布留川 勝の人材育成の現場日記

米国人のグローバル人材と香港ライフ

2010/11/09

エッセイ

グローバル人材育成

Steven

香港4日目はようやく晴れである。
昨日は、6年前まで弊社の講師であったSteven(写真左)と会って中国ビジネス全般と香港トレーニング事情について話を聞いた。彼は6年前まで日本で企業のグローバルスキルワークショップのファシリテーターとして活躍していたが、突如中国に拠点を移すと決めて、香港に移住してしまった。彼は米国人のグローバル人材というイメージの人で、香港に移住した理由は、起業しやすい文化、英語が使える、税金の安さであるという。フラット化した世界では、彼のように自分の仕事とライフスタイルにぴったりの場所を自由に探して決める。国会ではTPPへの参加の是非が議論されているが、グローバルで活躍できるマインドとスキルのある人材には、益々選択肢が増えてきていて、国も早くグローバル対応ができないと、優秀な人材の獲得ができないだけではなく流出という事態になる。それは国難である。

StevenはこちらでTVCMのプロデューサーとエデュケーショナルコンサルタントとして活躍中である。米国人であり、日本通のStevenから聞く、中国、香港そして彼のビジネスエリアである上海や深センをはじめとした中国の主要都市、マカオのビジネス文化やライフスタイルはなかなか視点がユニークで面白い。彼曰く、当然個人差はあるという前提条件で、日本人が中国人と比較して懸念されることは、グローバルに対するオープンな姿勢と起業家精神の弱さだという。そして、この二つはグローバルで活躍できるプロフェッショナルとしては必須要件である。

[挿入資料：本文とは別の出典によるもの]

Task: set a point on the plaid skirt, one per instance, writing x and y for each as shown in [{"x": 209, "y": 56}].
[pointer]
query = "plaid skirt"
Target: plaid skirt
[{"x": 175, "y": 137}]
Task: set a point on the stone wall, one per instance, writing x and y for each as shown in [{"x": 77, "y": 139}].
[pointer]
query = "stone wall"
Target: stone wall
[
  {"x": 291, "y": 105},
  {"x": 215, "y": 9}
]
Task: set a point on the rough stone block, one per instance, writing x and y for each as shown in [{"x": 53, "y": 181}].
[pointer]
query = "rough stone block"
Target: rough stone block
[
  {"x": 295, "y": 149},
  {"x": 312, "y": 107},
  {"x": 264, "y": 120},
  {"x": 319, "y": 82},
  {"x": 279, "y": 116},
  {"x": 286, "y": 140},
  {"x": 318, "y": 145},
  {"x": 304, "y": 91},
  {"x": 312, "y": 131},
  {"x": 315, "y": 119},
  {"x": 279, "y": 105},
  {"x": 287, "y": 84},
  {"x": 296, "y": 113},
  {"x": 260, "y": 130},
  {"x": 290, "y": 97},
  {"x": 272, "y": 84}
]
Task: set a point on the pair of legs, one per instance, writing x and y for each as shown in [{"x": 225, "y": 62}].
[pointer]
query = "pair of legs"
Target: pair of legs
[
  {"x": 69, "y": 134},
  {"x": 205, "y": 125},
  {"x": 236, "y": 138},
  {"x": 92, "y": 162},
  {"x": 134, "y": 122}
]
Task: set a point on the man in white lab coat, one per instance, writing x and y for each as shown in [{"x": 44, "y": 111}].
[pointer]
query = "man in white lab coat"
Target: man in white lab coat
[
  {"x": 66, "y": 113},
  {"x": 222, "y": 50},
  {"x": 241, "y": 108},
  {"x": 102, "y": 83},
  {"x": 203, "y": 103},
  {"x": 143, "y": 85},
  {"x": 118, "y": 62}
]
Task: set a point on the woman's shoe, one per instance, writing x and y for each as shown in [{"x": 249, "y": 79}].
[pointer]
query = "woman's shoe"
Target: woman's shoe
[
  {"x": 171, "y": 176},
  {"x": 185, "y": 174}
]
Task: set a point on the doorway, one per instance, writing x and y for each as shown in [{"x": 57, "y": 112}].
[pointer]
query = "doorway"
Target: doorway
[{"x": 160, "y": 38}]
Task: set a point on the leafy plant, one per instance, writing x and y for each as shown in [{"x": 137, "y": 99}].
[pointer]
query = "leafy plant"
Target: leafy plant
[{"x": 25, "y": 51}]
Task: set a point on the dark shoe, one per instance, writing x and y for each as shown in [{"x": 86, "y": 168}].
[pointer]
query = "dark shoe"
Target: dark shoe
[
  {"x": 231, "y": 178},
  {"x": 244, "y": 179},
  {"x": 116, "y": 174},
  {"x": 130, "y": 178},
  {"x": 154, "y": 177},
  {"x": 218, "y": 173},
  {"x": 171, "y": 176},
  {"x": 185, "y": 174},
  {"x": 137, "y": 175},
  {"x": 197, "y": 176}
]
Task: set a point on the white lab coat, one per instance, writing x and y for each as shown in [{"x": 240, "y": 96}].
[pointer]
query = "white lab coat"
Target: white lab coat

日本人ビジネスパーソンが、グローバルマインド/スキルを学ぶ場として私が一押しにしている場所はニューヨークであり、弊社は10年前にニューヨーク大学とMini-MBAのGlobal Certificateという短期(3-4ヶ月)のプログラムを展開している。このプログラムの修了者の成長振りはやはり群を抜いている。やはり、ニューヨークという人種の坩堝でニューヨーカーや世界中から集まったプロフェッショナルにもまれるインパクトは人を変えるパワーがある。

そして、私は今、中国でグローバルプログラムを開発できないかと模索中である。場所は上海か香港で迷っている。ニューヨークと香港と上海の共通点は、コスモポリタンであるということである。すなわち、もっともグローバルとダイバーシティという言葉がしっくりくる街なのだ。